MADISON -- (WTDY) Capitol Police Chief David Erwin announced on Monday that he will start enforcing the new Capitol access rules and that the State Department of Justice will be prosecuting those civil citations instead of the Dane County District Attorney's office. But even though a large crowd gathered defiantly at noon on Tuesday for the daily Solidarity Sing Along, police made no arrests and issued no tickets.
Brandon Barwick with the Solidarity Singers isn't surprised that the Capitol police decided to delay their crackdown.
"They've been threatening a crackdown of sorts for a long time," said Barwick. "With this many people here, I don't really know what they would do in that situation."

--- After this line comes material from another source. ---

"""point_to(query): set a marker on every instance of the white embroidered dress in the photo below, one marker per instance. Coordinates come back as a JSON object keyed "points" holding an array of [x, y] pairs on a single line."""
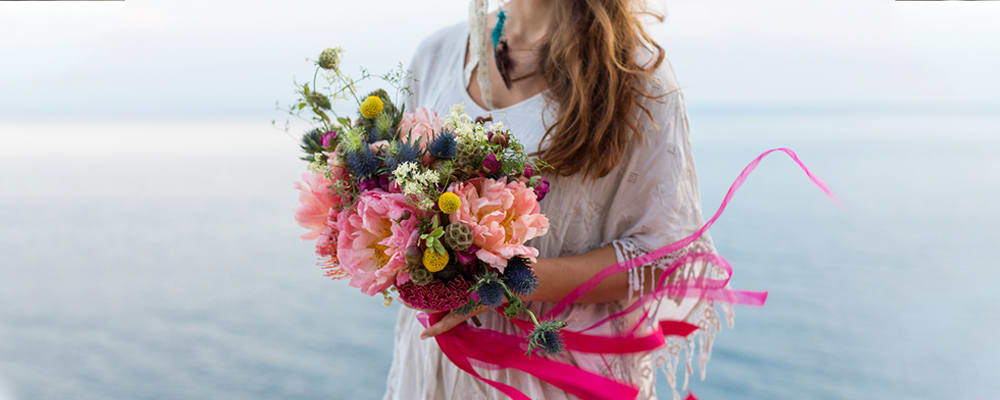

Well over 100 people showed up at Tuesday's Solidarity Sing Along after news broke that Chief Erwin was requiring the protest singers to apply for a permit in order to stage their daily sing-along in the rotunda. The new access rules require groups of four or more, as well as anyone with visual displays, to apply for a permit ahead of time. Barwick believes the permit provision is unconstitutional.
"I'm pretty sure the overall consensus is that we don't need a permit, and people feel pretty strongly about that," said Barwick.
Jonathan Rosenbaum, a regular at the Solidarity Sing Along, has researched the history of the Capitol and has found that the rotunda was explicitly designed to stage these kind of citizen protests.
"To suggest that [the Solidarity Sing Along] should be shut down and/or required only for permitted purposes is simply a violation of the spirit and letter of what this rotunda was built for," said Rosenbaum.